TV Review: The Crown, Series 2

A quick whip through Series 2 of The Crown

“History is not made by those who did nothing”

Do I still love The Crown? Yes. Do I still find it a little hard to muster enthusiasm about it until I’m watching it. Absolutely. It remains lavish prestige drama that carries little excitement about it and that’s perhaps inevitable as it trundles through the decades of the second half of the twentieth century, little dramatic surprise can really be sprung.

Instead, the thrills come from the script of Peter Morgan’s fantasia into the emotional life of our monarch, and a production that looks like the multi-millions of dollars that have been spent on it. Oh, and the cream of British acting talent popping in for a scene or two at an astonishingly high rate.

Anna Chancellor as Lady Rosse (Princess Margaret’s mother-in-law), John Heffernan’s Lord Altrincham, Janet Henfrey, Gemma Whelan, Ryan Sampson, Stella Gonet, Bertie Carvel…so many blink and miss ’em moments! At least we get the divine Sylvestra Le Touzel gracing a few episodes, if momentarily.
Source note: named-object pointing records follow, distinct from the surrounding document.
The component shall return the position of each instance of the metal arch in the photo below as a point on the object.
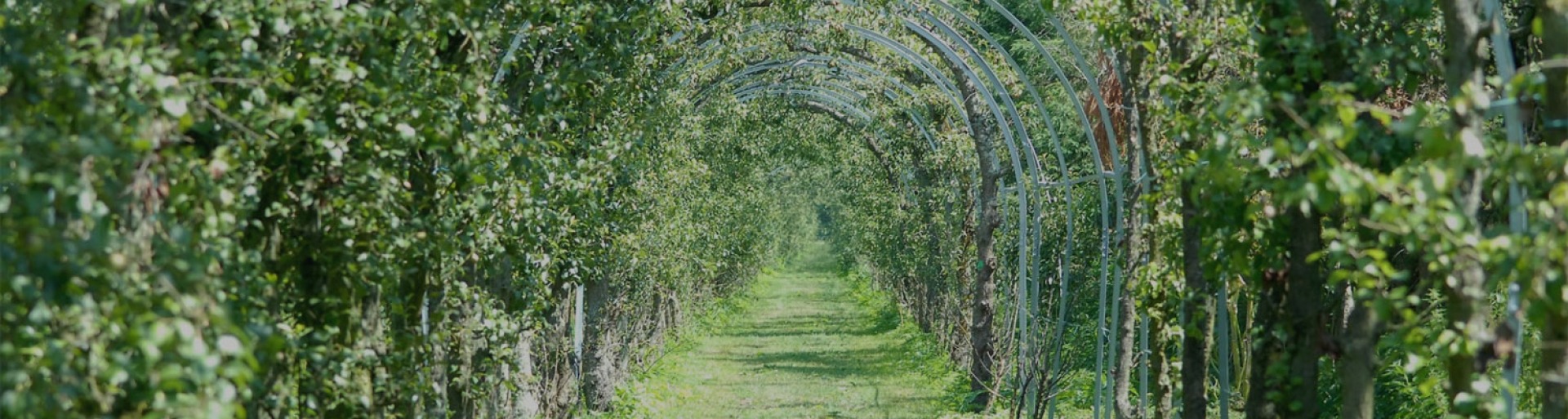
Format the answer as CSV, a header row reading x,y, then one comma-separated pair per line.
x,y
998,88
828,98
849,69
1062,163
1111,131
1094,85
949,88
852,78
830,83
809,90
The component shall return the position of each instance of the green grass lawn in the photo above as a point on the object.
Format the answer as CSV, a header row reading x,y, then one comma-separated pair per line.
x,y
804,345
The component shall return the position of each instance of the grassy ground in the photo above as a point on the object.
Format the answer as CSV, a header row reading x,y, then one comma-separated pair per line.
x,y
809,342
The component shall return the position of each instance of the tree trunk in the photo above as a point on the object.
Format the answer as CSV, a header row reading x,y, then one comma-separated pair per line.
x,y
1467,283
599,354
1358,363
983,308
1554,364
1159,369
1198,308
1126,328
1303,306
1259,403
1138,243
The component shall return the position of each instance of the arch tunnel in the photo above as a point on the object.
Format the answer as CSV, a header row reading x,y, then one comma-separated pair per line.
x,y
516,209
886,68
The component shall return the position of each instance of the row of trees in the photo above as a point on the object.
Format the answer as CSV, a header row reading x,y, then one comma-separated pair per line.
x,y
502,209
333,209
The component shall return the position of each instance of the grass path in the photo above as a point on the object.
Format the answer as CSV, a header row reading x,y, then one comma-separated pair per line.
x,y
804,347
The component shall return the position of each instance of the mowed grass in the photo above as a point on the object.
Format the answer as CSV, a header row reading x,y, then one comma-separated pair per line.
x,y
804,347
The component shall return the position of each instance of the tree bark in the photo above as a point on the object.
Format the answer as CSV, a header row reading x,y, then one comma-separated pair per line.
x,y
599,354
1138,243
1467,284
1303,306
1196,306
1358,363
1159,369
982,310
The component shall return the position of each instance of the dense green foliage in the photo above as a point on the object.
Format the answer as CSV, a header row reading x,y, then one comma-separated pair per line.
x,y
298,209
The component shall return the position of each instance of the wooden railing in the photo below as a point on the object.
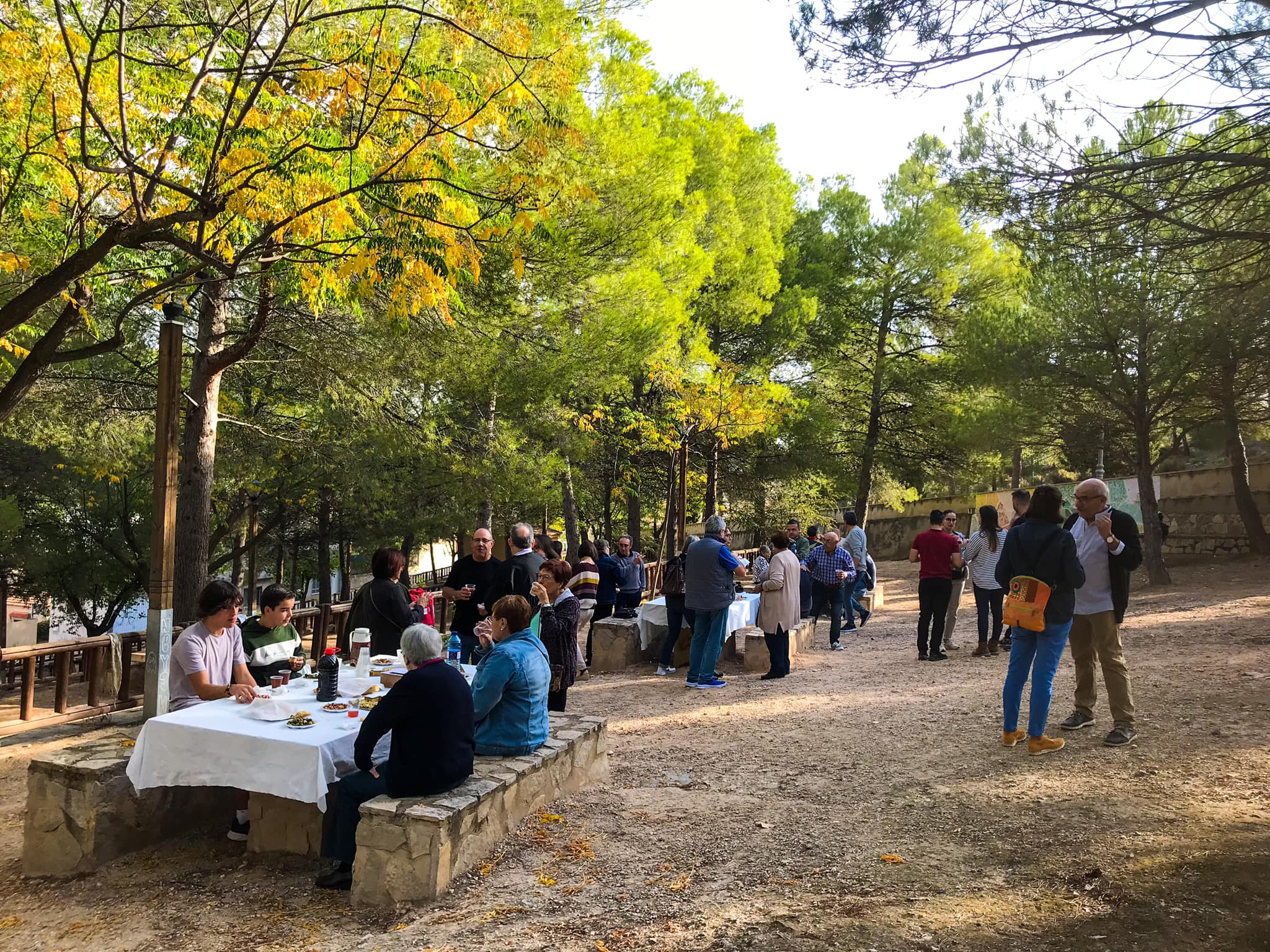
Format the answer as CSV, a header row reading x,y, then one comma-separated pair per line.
x,y
63,656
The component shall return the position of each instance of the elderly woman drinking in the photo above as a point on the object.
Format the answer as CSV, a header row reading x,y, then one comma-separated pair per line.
x,y
558,627
430,712
510,692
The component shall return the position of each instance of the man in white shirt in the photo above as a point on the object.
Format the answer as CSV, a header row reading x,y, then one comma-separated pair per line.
x,y
1109,549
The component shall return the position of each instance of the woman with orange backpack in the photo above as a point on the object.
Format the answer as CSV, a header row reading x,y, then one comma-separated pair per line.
x,y
1041,571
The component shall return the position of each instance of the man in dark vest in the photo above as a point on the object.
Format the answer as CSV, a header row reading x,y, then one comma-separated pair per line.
x,y
709,576
1110,549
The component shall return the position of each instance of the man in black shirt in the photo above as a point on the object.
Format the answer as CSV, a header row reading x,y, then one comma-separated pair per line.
x,y
468,587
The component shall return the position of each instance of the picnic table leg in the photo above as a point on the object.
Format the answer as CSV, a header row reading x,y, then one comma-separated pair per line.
x,y
63,674
94,679
29,689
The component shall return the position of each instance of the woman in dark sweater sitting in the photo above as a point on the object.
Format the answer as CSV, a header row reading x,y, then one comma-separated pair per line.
x,y
558,627
383,604
431,715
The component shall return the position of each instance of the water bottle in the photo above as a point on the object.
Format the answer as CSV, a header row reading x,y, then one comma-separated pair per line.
x,y
328,677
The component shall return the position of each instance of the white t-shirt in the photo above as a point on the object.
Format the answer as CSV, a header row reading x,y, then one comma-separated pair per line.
x,y
198,650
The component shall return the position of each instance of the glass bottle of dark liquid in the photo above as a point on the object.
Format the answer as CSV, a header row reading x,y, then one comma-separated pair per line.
x,y
328,677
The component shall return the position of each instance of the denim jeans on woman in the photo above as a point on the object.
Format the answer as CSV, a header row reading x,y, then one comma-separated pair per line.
x,y
988,602
1044,648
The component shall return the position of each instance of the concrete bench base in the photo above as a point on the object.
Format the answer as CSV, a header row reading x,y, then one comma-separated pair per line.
x,y
82,810
412,850
281,826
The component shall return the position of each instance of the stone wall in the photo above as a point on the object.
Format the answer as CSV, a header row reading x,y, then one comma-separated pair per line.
x,y
1198,506
82,810
411,850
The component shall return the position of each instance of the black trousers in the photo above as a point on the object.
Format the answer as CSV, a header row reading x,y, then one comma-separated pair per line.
x,y
353,790
601,614
676,615
990,601
828,597
933,603
779,649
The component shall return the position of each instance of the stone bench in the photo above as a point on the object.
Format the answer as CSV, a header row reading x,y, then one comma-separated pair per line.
x,y
82,810
752,646
411,850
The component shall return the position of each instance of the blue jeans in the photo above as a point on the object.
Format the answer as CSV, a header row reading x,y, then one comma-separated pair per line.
x,y
352,791
708,631
1047,649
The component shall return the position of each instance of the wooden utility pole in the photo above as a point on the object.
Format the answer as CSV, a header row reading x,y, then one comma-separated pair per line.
x,y
683,494
163,549
254,528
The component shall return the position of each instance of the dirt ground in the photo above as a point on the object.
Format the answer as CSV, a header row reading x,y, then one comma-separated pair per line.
x,y
793,792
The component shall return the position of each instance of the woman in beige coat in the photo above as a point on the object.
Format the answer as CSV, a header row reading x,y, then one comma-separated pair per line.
x,y
779,604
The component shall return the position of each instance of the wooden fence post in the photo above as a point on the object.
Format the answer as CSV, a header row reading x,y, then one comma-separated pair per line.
x,y
163,549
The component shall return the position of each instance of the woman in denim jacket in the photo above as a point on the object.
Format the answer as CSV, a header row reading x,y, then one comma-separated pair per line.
x,y
513,674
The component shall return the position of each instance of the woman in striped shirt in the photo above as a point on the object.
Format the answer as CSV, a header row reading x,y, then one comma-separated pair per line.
x,y
981,553
585,586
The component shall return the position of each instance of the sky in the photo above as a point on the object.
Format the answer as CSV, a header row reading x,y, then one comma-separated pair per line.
x,y
822,130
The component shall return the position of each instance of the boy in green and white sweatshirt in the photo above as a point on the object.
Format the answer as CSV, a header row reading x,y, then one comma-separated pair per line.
x,y
270,640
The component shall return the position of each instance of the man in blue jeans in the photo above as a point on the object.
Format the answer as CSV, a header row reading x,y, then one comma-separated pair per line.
x,y
709,587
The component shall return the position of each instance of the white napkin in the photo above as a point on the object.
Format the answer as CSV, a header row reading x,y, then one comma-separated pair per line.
x,y
270,710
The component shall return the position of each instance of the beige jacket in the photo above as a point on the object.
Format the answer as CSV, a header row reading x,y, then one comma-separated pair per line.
x,y
779,602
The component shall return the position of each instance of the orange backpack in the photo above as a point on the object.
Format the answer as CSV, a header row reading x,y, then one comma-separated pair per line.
x,y
1028,597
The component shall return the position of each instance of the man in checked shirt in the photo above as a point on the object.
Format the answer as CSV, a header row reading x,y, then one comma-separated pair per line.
x,y
830,566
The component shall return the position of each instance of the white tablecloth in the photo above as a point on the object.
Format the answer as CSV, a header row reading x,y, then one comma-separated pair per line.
x,y
742,614
215,744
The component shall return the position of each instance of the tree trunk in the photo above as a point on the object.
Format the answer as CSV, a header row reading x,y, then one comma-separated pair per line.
x,y
486,508
1152,541
609,507
873,432
4,609
571,512
634,517
711,501
346,570
672,508
324,549
236,570
408,551
1245,503
295,570
198,457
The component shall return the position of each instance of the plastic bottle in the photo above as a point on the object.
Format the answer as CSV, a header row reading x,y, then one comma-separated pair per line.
x,y
328,677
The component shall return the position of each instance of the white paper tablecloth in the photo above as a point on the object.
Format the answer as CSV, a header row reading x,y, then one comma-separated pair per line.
x,y
214,744
653,614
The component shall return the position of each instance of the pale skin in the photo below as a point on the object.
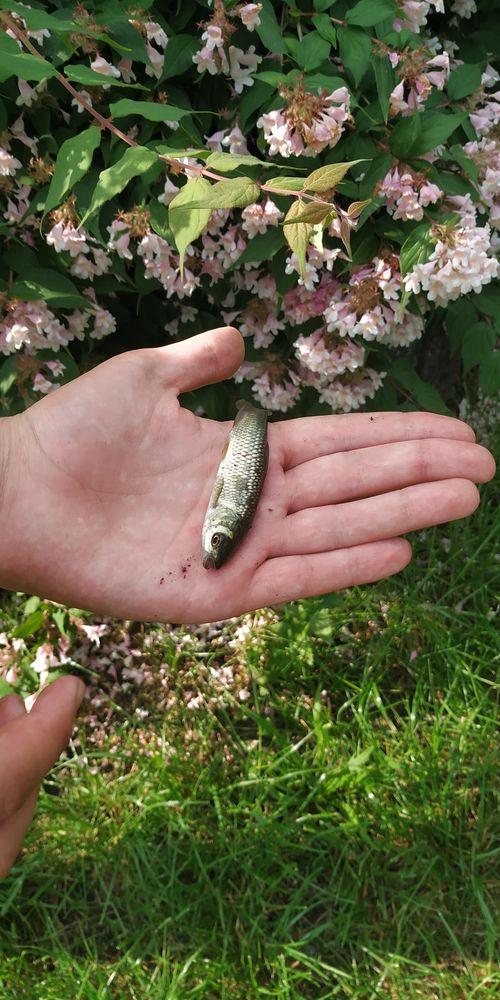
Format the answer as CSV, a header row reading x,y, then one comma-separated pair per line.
x,y
104,488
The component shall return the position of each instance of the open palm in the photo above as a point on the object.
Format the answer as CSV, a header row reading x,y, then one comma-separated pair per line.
x,y
112,478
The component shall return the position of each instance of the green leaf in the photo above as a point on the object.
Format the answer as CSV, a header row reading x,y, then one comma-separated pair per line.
x,y
13,62
271,77
238,192
136,160
489,375
355,52
179,56
147,109
73,161
5,688
186,219
262,247
51,286
477,345
405,135
369,12
251,102
463,81
325,28
385,80
269,30
312,51
297,234
436,128
225,162
460,315
30,626
88,77
327,177
8,376
426,395
313,212
417,248
287,183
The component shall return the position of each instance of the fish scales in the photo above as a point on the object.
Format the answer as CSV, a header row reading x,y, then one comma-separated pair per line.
x,y
245,464
237,487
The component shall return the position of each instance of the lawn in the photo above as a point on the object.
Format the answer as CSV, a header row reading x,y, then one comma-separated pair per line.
x,y
297,804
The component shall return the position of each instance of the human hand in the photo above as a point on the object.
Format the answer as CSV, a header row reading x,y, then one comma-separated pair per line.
x,y
109,478
29,746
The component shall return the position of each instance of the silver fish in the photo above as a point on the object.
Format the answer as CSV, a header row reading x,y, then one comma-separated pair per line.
x,y
237,487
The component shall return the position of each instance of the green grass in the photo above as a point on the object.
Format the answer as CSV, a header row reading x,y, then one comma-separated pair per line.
x,y
331,836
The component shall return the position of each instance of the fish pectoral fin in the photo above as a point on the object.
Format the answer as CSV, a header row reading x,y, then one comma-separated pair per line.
x,y
217,490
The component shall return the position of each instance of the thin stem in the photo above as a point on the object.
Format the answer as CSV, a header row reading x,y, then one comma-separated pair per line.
x,y
106,123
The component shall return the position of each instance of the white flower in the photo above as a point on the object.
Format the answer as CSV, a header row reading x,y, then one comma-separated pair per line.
x,y
455,267
63,237
242,64
464,8
17,131
101,65
249,14
155,33
157,59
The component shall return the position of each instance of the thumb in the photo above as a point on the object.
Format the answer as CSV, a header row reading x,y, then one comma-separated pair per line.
x,y
206,358
30,744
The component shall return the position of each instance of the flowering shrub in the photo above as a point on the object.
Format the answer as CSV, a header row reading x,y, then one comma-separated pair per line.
x,y
324,176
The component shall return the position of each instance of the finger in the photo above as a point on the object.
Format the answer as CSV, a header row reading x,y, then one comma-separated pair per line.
x,y
378,469
289,578
209,357
30,745
13,830
310,437
11,707
320,529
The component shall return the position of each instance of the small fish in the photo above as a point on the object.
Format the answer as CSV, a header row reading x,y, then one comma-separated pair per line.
x,y
237,487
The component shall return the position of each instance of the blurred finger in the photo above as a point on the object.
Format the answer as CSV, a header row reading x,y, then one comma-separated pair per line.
x,y
310,437
288,578
209,357
11,707
380,468
30,745
13,830
339,526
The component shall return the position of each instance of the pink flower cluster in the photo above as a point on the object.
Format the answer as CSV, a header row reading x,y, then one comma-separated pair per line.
x,y
369,306
212,58
307,123
274,388
412,91
460,263
414,14
32,326
161,262
408,193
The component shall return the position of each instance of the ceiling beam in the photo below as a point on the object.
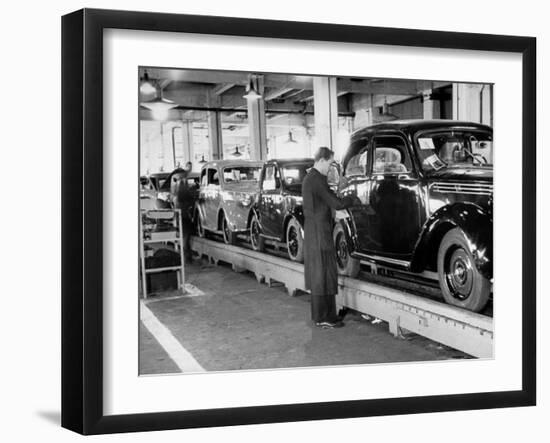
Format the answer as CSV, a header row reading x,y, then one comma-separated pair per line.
x,y
277,93
219,90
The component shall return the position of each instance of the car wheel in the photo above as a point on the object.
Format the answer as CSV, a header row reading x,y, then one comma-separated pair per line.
x,y
347,265
199,226
229,237
295,241
461,282
256,240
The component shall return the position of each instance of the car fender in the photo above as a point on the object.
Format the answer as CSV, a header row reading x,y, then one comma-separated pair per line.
x,y
474,221
297,213
200,211
343,218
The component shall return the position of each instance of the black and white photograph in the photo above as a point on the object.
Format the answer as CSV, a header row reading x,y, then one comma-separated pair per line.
x,y
276,222
290,220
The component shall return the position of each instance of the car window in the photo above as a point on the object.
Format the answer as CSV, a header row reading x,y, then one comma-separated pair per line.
x,y
333,176
145,184
391,155
236,174
357,165
293,174
213,177
271,179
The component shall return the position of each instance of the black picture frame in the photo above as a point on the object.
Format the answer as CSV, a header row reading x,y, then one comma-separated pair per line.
x,y
82,218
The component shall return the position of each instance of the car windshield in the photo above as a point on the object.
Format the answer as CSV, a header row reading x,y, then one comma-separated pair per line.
x,y
294,174
455,149
159,180
238,174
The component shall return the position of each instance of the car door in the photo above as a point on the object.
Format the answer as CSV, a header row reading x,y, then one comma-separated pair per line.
x,y
271,202
211,195
357,184
394,197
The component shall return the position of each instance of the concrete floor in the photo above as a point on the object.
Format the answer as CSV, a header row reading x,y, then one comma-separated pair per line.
x,y
239,323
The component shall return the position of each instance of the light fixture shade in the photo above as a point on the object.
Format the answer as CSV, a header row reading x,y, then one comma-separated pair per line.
x,y
146,86
290,138
251,93
386,114
159,104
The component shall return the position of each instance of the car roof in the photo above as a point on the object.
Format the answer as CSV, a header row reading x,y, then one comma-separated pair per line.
x,y
413,125
290,160
231,162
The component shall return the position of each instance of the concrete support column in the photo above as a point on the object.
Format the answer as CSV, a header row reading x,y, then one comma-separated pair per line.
x,y
326,111
256,121
215,136
432,108
187,140
473,102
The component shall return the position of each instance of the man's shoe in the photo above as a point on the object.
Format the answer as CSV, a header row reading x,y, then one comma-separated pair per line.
x,y
329,324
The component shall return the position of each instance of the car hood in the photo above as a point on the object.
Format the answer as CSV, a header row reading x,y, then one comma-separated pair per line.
x,y
463,174
242,186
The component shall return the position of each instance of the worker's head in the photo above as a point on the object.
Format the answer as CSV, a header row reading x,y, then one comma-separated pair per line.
x,y
324,157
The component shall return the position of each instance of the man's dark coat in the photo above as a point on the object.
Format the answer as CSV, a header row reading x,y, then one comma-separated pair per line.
x,y
321,275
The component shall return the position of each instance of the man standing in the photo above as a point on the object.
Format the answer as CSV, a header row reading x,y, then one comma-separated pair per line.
x,y
183,199
321,273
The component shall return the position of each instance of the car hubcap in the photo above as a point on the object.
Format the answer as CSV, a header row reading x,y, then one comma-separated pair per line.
x,y
292,242
254,234
199,227
460,274
225,231
341,251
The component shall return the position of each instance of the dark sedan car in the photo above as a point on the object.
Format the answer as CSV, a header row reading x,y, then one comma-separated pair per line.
x,y
278,214
425,203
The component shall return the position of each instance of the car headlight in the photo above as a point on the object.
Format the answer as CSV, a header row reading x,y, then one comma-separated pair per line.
x,y
246,200
164,196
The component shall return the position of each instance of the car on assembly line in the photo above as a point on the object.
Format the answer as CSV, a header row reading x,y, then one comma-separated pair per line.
x,y
278,213
425,203
227,192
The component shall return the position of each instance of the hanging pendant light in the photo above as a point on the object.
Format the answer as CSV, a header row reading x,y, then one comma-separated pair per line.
x,y
146,86
290,138
236,153
386,114
159,103
251,93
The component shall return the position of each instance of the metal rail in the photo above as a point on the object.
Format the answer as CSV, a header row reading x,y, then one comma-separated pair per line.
x,y
466,331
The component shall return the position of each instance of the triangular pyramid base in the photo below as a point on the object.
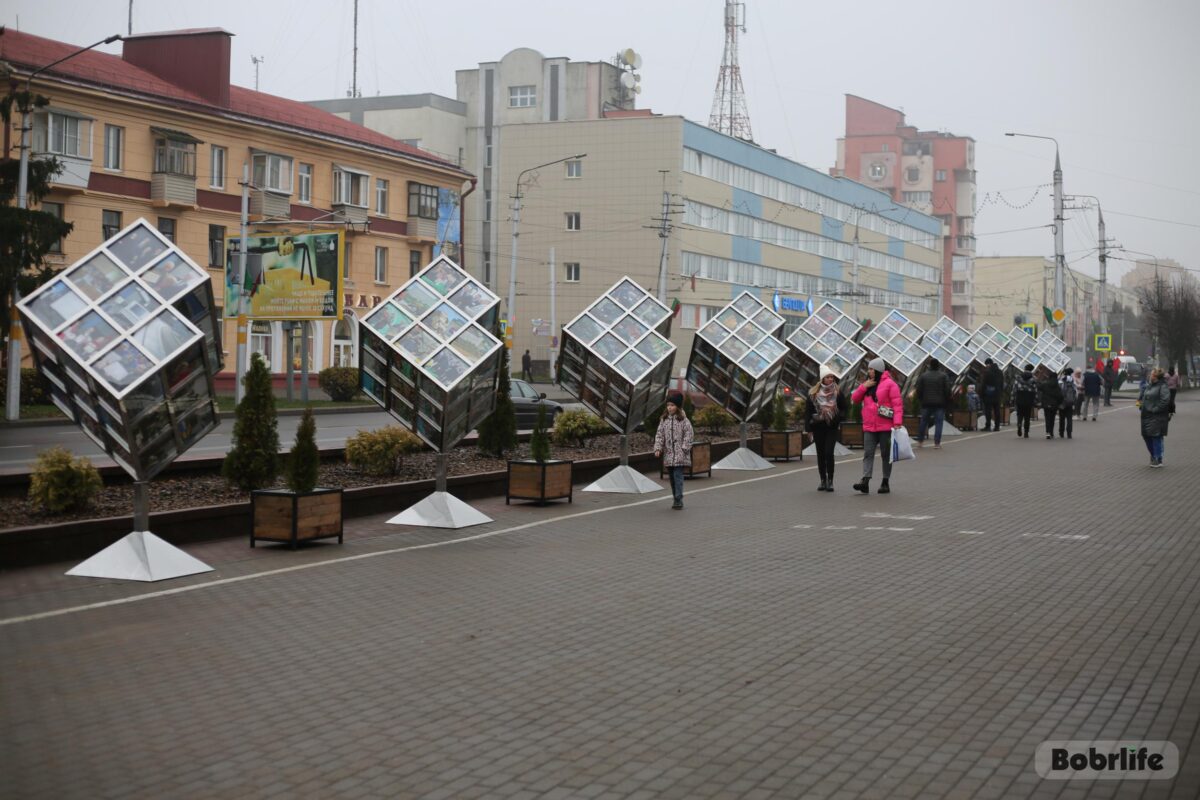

The lead cast remain excellent though, benefitting from a touch more characterisation being built into this series, with marital strife coming to the fore. Claire Foy (such subtlety) and Matt Smith (such beard) both shine, together and apart, her travails with Jackie Kennedy and his sea voyage standing out, though the flashbacks to his early life are also powerful, a reminder that privilege isn’t always pain-free. One for lazy Sunday afternoons with a blanket on the sofa I think.